Dans un premier temps, le marché a réagi positivement à l'annonce de cette cession, qui vise après tout à assainir la situation financière de l'entreprise. Dans la matinée d'hier, l'action est montée jusqu'à 4,33 francs, 9 centimes de plus par rapport à la clôture jeudi soir. En moyenne, elle était offerte à 4,27 francs. Des analystes contactés par l'ATS jugent favorablement cette transaction, même si certains, dont celui de la Banque Cantonale de Zurich, estiment que le prix obtenu est trop bas. Selon celle-ci, ABB aurait dû empocher au moins 275 millions de francs.

Ainsi, ABB vient de se débarrasser de l'un de ses piliers, le secteur de la technique du bâtiment. Les activités vendues emploient 9000 personnes, sur un total de 17 000. Elles ont généré l'an dernier un chiffre d'affaires de 1,1 milliard de dollars. Les filiales scandinaves représentent environ la moitié des affaires dans le secteur. Le reste de la division, en Allemagne, en Grande-Bretagne et surtout en Suisse, doit être vendu d'ici à la fin de l'année. «Pour ce qui est de la Suisse, nous sommes en pourparlers avec plusieurs acheteurs potentiels et nous nous dirigeons vers une solution dans le troisième trimestre de l'année», explique le porte-parole du groupe. La division technique du bâtiment est rentable, contrairement à l'ensemble des activités, qui a accusé une perte opérationnelle de 11 millions de dollars en 2002.

Semaine animée

Wolfram Eberhardt précise qu'outre cette vente, le groupe se prépare à désinvestir dans d'autres secteurs mineurs en Europe, toujours dans le but d'assainir son endettement. Il dément les rumeurs selon lesquelles ABB vendrait sa division pétrole, gaz et pétrochimie à la société de capital-risque britannique Candover, une transaction qui rapporterait autour de un milliard de dollars.

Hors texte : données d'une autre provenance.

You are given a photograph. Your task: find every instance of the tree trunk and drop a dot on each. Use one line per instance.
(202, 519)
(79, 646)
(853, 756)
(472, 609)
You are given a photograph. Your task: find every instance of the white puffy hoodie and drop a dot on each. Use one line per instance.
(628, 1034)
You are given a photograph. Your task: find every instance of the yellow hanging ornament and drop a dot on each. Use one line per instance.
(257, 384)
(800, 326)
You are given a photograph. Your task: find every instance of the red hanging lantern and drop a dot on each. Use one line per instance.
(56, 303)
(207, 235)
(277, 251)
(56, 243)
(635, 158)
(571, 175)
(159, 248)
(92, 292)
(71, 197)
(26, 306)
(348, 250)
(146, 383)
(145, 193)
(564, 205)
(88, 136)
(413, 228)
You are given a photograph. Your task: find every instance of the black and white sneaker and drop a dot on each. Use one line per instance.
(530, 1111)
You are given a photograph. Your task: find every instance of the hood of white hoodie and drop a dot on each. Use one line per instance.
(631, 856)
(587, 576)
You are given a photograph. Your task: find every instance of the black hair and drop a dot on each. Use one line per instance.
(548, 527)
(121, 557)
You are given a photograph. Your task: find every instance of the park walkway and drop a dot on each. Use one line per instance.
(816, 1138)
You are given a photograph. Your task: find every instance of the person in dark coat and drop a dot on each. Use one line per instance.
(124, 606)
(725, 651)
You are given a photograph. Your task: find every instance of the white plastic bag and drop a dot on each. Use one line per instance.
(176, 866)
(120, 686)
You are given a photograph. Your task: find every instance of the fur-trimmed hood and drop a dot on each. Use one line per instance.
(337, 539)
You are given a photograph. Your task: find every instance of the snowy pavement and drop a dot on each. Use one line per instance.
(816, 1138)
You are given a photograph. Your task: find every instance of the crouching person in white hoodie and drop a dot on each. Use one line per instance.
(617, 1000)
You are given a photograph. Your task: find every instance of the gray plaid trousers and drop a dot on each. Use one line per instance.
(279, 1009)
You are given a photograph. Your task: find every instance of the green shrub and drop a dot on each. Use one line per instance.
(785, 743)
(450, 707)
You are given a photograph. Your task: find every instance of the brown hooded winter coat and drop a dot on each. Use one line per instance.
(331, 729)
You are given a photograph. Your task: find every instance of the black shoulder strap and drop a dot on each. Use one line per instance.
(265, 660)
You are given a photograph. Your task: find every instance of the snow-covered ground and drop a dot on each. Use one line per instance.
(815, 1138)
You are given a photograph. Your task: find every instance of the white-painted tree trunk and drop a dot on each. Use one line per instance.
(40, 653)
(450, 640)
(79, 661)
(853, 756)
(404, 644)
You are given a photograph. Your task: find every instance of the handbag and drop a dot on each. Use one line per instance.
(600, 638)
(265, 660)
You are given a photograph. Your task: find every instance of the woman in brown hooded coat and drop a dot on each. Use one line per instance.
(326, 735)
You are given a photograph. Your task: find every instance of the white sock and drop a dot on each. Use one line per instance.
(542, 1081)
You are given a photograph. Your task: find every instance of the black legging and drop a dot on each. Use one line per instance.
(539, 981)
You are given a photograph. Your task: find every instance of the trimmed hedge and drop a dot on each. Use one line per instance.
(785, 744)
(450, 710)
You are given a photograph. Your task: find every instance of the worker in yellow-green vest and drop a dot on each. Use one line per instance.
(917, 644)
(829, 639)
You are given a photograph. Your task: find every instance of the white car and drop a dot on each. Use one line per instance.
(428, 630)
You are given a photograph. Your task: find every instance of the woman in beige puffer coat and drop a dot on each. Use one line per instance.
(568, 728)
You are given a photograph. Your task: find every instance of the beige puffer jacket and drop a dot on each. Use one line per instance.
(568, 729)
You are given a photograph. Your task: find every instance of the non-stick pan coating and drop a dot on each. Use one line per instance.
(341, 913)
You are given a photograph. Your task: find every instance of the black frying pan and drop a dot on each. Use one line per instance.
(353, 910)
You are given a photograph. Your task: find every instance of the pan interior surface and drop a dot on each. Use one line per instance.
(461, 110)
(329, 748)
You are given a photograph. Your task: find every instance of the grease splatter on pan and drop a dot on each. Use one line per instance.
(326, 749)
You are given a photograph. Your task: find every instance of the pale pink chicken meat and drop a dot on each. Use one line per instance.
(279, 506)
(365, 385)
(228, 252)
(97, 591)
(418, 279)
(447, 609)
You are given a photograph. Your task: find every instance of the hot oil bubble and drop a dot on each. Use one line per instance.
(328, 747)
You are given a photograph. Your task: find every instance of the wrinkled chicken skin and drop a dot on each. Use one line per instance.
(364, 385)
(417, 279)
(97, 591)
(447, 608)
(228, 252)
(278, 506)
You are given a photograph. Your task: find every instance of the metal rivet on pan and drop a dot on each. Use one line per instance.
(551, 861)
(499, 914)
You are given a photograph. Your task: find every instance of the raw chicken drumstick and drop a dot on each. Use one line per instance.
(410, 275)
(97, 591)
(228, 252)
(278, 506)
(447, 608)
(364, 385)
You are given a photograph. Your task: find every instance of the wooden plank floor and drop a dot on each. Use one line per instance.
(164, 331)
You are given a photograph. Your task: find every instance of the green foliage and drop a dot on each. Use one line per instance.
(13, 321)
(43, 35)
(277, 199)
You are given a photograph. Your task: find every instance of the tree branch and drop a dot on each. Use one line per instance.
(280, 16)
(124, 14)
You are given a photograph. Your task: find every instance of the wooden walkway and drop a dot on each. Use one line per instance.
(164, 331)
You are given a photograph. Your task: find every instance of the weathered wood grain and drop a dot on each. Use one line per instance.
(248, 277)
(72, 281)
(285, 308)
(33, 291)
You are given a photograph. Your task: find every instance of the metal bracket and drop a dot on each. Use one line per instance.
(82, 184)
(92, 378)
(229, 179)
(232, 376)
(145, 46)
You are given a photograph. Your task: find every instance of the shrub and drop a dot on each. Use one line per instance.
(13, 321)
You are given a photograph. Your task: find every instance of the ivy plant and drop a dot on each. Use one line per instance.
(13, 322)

Par contre, il rappelle que l'objectif du groupe est de réaliser au moins 2 milliards de dollars par le biais des désinvestissements. «Cela donne une indication sur notre volonté d'assumer nos créances», dit-il. A ce sujet, le CEO de la multinationale, Jürgen Dormann, a déclaré jeudi soir devant un club de journalistes à Heidelberg qu'il s'attendait à la fin prochaine de la crise qui secoue le groupe. Selon lui, le cap sera franchi à la mi-2004.

ABB ne le cache pas, il vient de traverser une semaine très animée. Vendredi, le groupe a raflé un contrat de 34 millions de dollars pour offrir divers services d'entretien aux installations pétrolières de Statoil, entreprise publique norvégienne. Mais en début de semaine, l'entreprise a rendu publique une affaire de pots-de-vin que ses dirigeants ont payés pour décrocher des contrats en Afrique. Cette divulgation pourrait lui coûter cher.

Aux Etats-Unis, où l'entreprise est cotée en Bourse, la législation est devenue très sévère face à de telles infractions mais, selon Wolfram Eberhardt, ABB a agi de bonne foi et offre son entière collaboration à la justice américaine. Sans minimiser l'affaire, le porte-parole déclare qu'une grande multinationale comme ABB n'est jamais à l'abri de la corruption dans l'un ou l'autre pays. «Maintenant, c'est en Afrique, il y a quelque temps c'était en Allemagne, dit-il. Pour notre part, en divulguant volontairement cette information, nous démontrons notre tolérance zéro pour de telles pratiques.»